CONSIDERAÇÕES FINAIS
O jornal Lampião da Esquina foi um importante veículo de conscientização e
politização da comunidade homossexual brasileira nos finas da década de 1970 e início da
década de 1980. Propunha-se a retirar o homossexual da marginalização por meio de sua auto
aceitação, do seu reconhecimento como homossexual e da construção de uma identidade
homossexual entre seus leitores. Servindo como inspiração, articulou os vários grupos e
movimentos homossexuais que surgiram após sua estreia em abril de 1978.

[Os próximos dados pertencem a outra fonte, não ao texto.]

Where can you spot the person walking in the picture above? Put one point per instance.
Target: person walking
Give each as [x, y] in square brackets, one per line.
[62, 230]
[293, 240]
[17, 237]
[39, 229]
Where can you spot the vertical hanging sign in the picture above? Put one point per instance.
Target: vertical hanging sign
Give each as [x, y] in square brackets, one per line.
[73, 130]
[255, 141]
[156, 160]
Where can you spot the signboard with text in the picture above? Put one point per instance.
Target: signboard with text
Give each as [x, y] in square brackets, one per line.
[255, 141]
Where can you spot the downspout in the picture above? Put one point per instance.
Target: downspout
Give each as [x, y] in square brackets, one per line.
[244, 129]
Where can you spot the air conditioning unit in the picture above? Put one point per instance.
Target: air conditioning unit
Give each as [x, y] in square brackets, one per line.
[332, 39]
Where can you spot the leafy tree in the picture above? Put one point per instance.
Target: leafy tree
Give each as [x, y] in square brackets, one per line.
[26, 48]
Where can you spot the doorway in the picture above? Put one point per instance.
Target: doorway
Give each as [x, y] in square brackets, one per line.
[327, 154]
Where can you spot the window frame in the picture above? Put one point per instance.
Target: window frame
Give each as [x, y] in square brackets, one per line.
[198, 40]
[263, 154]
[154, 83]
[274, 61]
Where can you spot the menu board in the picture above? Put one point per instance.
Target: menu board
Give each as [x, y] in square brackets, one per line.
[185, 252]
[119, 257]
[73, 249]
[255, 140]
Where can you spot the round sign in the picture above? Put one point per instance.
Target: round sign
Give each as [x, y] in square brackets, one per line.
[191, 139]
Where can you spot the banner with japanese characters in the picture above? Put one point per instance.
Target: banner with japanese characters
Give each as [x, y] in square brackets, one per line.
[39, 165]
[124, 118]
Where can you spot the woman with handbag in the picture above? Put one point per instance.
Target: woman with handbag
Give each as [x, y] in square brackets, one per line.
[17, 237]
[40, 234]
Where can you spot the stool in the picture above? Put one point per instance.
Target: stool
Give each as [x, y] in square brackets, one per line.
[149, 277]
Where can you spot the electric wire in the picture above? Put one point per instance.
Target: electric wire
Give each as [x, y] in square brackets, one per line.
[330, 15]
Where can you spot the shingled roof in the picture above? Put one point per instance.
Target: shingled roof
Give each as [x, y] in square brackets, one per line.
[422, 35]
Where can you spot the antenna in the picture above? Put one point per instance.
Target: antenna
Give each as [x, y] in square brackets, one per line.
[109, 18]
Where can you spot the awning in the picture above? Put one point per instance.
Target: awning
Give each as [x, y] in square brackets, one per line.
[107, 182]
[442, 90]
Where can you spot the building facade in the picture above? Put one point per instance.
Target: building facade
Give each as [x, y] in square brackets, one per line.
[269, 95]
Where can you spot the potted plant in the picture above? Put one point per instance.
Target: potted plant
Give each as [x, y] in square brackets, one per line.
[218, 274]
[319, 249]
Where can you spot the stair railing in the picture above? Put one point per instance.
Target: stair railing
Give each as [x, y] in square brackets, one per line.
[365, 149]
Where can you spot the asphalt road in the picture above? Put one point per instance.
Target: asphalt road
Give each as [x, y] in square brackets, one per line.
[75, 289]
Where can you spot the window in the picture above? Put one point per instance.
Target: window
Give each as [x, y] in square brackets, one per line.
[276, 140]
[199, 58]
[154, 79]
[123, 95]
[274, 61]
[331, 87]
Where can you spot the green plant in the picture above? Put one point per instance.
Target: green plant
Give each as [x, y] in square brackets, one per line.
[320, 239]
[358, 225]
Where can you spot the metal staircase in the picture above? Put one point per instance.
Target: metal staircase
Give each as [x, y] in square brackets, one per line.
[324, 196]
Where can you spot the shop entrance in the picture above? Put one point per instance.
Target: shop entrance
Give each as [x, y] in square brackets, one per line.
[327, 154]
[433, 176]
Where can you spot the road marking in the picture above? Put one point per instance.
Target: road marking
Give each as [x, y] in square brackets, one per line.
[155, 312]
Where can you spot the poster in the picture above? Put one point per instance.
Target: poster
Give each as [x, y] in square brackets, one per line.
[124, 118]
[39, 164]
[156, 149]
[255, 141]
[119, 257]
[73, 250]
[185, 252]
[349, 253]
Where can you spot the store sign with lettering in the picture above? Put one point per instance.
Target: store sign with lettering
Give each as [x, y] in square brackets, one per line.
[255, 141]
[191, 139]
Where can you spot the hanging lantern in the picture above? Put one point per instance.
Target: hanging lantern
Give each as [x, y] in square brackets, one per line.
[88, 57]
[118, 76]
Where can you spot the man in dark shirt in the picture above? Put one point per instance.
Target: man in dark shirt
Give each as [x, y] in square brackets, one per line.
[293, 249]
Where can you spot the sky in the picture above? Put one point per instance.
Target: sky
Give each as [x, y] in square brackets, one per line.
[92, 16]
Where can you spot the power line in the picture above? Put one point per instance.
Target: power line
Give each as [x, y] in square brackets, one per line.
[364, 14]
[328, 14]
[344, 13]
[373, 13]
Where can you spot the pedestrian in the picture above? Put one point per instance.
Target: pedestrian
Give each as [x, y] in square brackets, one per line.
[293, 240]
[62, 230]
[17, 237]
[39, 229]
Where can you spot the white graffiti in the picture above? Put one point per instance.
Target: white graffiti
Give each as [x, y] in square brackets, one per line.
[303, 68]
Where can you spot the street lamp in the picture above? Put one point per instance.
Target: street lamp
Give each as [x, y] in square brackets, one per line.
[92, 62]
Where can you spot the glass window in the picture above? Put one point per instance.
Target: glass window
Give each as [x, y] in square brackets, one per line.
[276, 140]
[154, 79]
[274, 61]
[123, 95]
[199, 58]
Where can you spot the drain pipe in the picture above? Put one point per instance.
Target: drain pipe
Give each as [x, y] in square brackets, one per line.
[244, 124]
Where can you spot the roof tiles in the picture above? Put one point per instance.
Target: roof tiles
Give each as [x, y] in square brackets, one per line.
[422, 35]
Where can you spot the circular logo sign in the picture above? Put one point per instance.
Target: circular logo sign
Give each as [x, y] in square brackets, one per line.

Percebe-se por meio das cartas dos leitores o público que o Lampião atingia e sua
repercussão nesses meios. As cartas também permitem compreender as continuidades e
descontinuidades dos pensamentos referentes às questões de gênero, sexo, sexualidade e
transitoriedade. É possível entender também as marginalizações dentro do próprio movimento
homossexual, como é percebido pela falta de participação de lésbicas no jornal e os
preconceitos que os leitores cultivavam quando se tratava de transexualidade, travestilidades e
de efeminados (o que ainda será analisado mais cuidadosamente no encaminhamento da
pesquisa).
Enfim, o Lampião da Esquina fortaleceu a comunidade LGBT apesar de seus limites,
muito apontados pelos leitores, recebendo críticas numa sociedade marcada pela
heteronormatividade e pelas disputas dentro do próprio movimento LGBT, ainda tratado pela
denominação de gay. Porém, ao final, desviou-se dessa proposta e, por fim, encerrou suas
atividades em junho de 1981, por razões que serão melhor analisadas. Todavia, ainda hoje, no
seio do movimento LGBT, brilha a luz originária do Lampião da Esquina.